Securely erase a server

I recently had to securely erase a server that I had only ssh access to. I was worried that running

rm -rf --no-root-preserver /

would cause a kernel panic and not erase the drive properly. One way to overcome this problem would be to create a ramdisk. Since ramdisks are stored in memory, it should be able to successfully erase this root filesystem.

mkdir -p /dev/shm/ramdisk/bin /dev/shm/ramdisk/dev /dev/shm/ramdisk/lib64 /dev/shm/ramdisk/usr/lib
cp /bin/dd /bin/bash /bin/ls /dev/shm/ramdisk/bin
ldd /bin/bash

and then copy all the necessary libraries to

cp /dev/shm/ramdisk/lib

or the appropriate directory like lib64 or usr/lib. Then mount bind your dev directory

mount -o bind /dev/ /dev/shm/ramdisk/dev

Chroot into the ramdisk

chroot /dev/shm/ramdisk/dev

Then simply run

dd if=/dev/zero of=/dev/sda bs=1M

pv is usually faster than dd, so you can use that instead.

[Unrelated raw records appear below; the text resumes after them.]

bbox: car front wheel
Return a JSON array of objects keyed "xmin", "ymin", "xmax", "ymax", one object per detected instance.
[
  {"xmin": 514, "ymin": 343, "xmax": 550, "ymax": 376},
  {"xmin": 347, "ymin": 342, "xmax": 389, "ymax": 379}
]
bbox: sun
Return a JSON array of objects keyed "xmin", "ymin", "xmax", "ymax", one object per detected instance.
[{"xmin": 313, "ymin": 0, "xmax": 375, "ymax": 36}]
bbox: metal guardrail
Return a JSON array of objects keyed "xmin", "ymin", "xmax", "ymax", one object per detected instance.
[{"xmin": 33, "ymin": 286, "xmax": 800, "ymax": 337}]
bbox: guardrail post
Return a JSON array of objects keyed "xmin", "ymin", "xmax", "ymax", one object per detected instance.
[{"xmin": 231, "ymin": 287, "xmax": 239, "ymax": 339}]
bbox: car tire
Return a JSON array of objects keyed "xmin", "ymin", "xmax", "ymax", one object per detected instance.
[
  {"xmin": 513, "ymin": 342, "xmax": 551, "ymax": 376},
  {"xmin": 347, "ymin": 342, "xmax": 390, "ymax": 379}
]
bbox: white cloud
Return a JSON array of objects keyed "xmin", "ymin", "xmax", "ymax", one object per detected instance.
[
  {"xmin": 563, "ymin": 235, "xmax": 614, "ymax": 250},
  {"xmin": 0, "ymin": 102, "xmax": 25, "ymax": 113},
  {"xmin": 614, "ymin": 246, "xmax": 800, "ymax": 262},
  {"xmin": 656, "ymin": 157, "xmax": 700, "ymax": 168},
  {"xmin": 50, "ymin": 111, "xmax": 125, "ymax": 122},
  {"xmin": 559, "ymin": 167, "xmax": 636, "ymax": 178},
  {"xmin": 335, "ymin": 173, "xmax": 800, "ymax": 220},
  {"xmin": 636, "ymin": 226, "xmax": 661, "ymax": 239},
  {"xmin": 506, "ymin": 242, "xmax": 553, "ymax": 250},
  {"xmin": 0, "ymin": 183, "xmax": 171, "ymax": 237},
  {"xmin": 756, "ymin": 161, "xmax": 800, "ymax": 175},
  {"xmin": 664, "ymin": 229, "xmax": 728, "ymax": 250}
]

Some people say that its necessary to go over old hardware with bytes other than zeros, and that you would have to make multiple passes. But I do not think it is necessary. See this article

https://security.stackexchange.com/questions/10464/why-is-writing-zeros-or-random-data-over-a-hard-drive-multiple-times-better-th

The article just simply says “just write it with zeros and forget it. Some storage media have a secure erase feature that you could activate using

hdparm --security-erase

On ssds, security erasing is a lot harder. One would have to this quite carefully, I would imagine.